Aelum Brasileira

Autor(a): P. C. Marin


Volume 1

Capítulo 23: A Competição

VALEFAR

 

Sempre que eu lido com aquele demônio, eu me perco um pouco mais. Ou melhor, perco um pouco mais de mim mesmo.

Ele me deu três opções, e eu escolhi esta. Não deveria ter dado ouvidos àquele garoto, pois agora estou preso neste inferno, a não ser que ele desista.

— Vamos, Garoto, hoje você vai desistir!

— Sim, professor!

Sempre obediente, igual eu era, igual eu sou. Ele manda, eu faço, me manda e eu executo. Simples e sem pensar muito sobre o que faço.

Hoje você vai aprender a sofrer. Hoje você vai desistir, e eu poderei parar de brincar de ser seu pai.

Parece que aquele velho sabe exatamente o que fazer para eu sofrer, mas eu mereço não é, este é o fim que eu mereço, não é mesmo? Quem dera.

Para ser sincero, eu tenho inveja desse Garoto. Eu queria ser ele, já que ele ainda tem a opção de desistir. Entretanto, o que ele me responde?

— Sim, professor!

Slap! Bato com um pedaço de vara nele, e ele nem grita. Acho que ele finge não doer para me provocar. Parece que você acertou novamente, velhote, seu demônio maldito. Achou a pessoa certa para me irritar.

— Professor, eu acabei!

Já estamos há um mês nesta brincadeira, pois o velho quer que eu treine o menino por três anos para ser como eu, um faz tudo.

Eu tinha a opção de matá-lo, seria a segunda opção.
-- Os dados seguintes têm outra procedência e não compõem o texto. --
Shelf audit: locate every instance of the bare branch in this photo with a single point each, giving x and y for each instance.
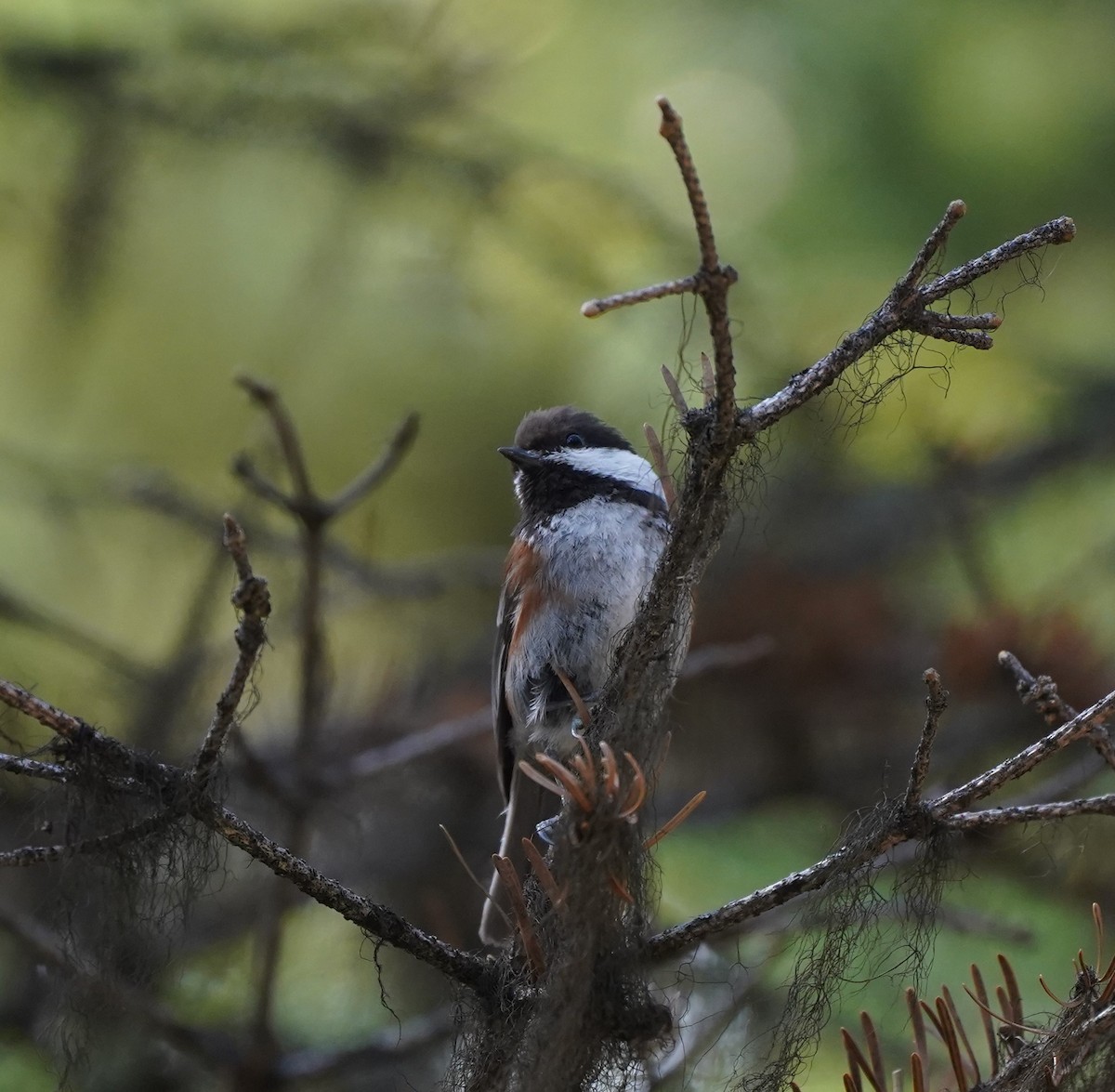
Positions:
(936, 703)
(254, 598)
(43, 854)
(1025, 761)
(1042, 692)
(379, 471)
(32, 768)
(1030, 813)
(466, 967)
(680, 287)
(904, 308)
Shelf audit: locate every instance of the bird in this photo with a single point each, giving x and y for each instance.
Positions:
(594, 522)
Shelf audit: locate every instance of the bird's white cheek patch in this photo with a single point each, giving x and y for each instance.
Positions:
(613, 462)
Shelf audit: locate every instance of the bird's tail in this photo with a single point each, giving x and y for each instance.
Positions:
(529, 804)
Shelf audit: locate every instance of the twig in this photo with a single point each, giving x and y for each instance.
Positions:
(212, 1048)
(896, 313)
(468, 969)
(43, 854)
(32, 768)
(1042, 692)
(941, 811)
(1030, 813)
(1025, 761)
(379, 471)
(936, 703)
(254, 599)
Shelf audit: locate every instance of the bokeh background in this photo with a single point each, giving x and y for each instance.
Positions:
(383, 207)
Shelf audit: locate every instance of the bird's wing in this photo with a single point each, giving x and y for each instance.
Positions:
(501, 713)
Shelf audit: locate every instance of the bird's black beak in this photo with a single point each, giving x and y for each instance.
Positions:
(522, 457)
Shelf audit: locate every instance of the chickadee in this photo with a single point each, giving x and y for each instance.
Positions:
(594, 524)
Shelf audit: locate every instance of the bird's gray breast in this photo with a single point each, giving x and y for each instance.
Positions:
(597, 559)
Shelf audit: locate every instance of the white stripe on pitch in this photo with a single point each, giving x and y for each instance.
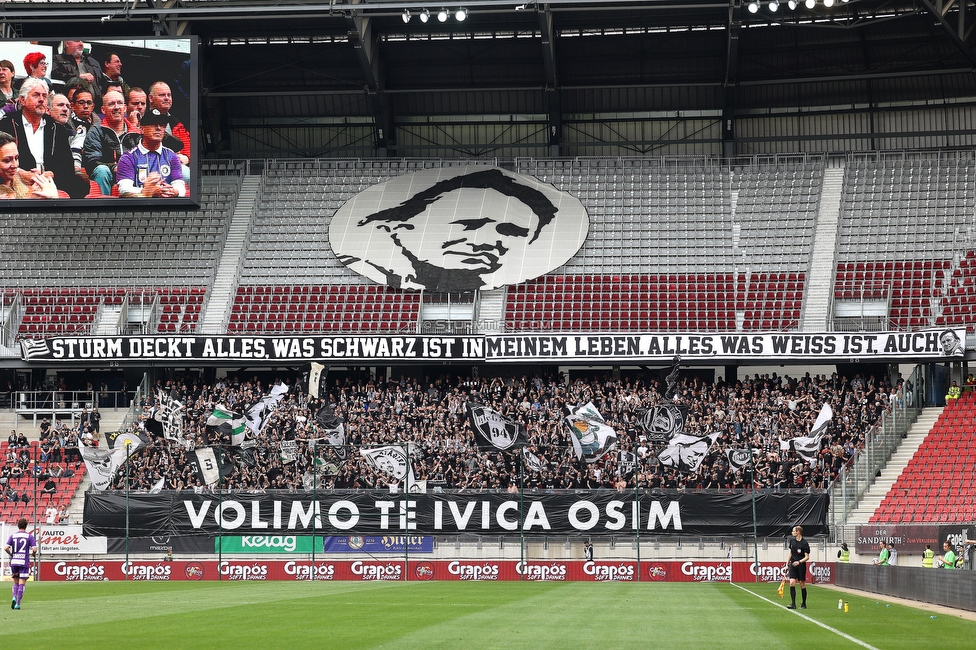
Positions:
(815, 622)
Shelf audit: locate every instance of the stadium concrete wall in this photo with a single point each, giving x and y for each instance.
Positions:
(951, 588)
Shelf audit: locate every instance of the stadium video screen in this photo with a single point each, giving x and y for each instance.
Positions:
(98, 123)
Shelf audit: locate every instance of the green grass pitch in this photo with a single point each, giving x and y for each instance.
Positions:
(454, 615)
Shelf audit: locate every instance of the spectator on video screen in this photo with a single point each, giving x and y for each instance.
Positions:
(36, 65)
(16, 183)
(161, 99)
(151, 169)
(74, 66)
(8, 96)
(82, 119)
(112, 73)
(106, 143)
(59, 109)
(42, 145)
(135, 106)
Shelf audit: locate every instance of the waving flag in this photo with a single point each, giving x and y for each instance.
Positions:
(739, 458)
(808, 447)
(229, 423)
(103, 464)
(314, 379)
(493, 431)
(685, 453)
(592, 437)
(260, 410)
(392, 460)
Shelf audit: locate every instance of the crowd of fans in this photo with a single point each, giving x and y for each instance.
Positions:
(762, 413)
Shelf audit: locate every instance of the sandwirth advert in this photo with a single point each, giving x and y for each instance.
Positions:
(369, 570)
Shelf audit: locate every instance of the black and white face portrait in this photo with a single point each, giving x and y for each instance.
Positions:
(951, 343)
(458, 229)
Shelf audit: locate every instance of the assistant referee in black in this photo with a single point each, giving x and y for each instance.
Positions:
(799, 556)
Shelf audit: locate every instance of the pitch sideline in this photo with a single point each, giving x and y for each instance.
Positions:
(814, 621)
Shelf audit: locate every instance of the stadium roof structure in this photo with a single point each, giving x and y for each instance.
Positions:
(273, 66)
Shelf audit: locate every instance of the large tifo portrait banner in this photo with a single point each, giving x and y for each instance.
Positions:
(380, 513)
(554, 348)
(399, 570)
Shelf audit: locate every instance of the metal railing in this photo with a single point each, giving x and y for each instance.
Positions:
(879, 444)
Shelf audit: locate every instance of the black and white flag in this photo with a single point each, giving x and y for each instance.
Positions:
(258, 412)
(532, 461)
(392, 460)
(809, 446)
(169, 414)
(208, 468)
(314, 378)
(493, 431)
(661, 422)
(33, 348)
(739, 458)
(591, 436)
(626, 460)
(118, 439)
(685, 453)
(103, 464)
(330, 429)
Pelo visto, tanto faz para o velhote ter o menino morto ou vivo, desde que, se estiver vivo, ele seja treinado para ser um procurador.

Aí, em um momento de delírio, eu vou lá e escolho treinar a porra desse Garoto. Eu deveria ter matado ele logo. Sim, a segunda opção era a melhor de todas.

Puta merda, que arrependimento. Chuto a pilha de troncos que ele acabou de empilhar.

Vamos lá Garoto, é só desistir, pois se você falar que desiste, eu posso dizer ao velhote que você não serve para o trabalho e te mato depois.

— Empilhe de novo!

— Sim, professor!

Ai, cara, aquele arrombado escolheu um menino quebrado, não tem como. Ele só pode ser biruta mesmo. Será que antes de usar esse bracelete, ele usava muito fluxo negativo e ficou assim? É uma opção, eu diria. Não, pensando bem, ele é imune e não ficaria doido por conta disso.

Slap! Cara, é muito bizarro, pois ele não grita nem reclama de jeito nenhum.

Eu já tentei de tudo, bati de surpresa, avisando antes, com força, fraco, mas não faz diferença, pois ele nunca reclama de nada. Talvez por isso o velhote queira que ele se torne igual a mim, tendo em vista que este garoto será mais obediente.

Olho para o lado e vejo um urso se aproximando de nós, o qual foi atraído pelo barulho.

Tenho uma ideia. Às vezes, eu tenho umas ideias boas. Por isso, pego minha adaga e digo: — Hey, Garoto, quer ver uma coisa legal? Pare de carregar os troncos e fique de olho.

Groar! Corro para cima do urso, ele deve pesar uns setecentos quilos, é enorme, gigantesco. Quando ele me vê, fica de pé, pois quer mostrar que é maior e me afugentar, mas eu não estou aqui para mostrar quem é mais forte.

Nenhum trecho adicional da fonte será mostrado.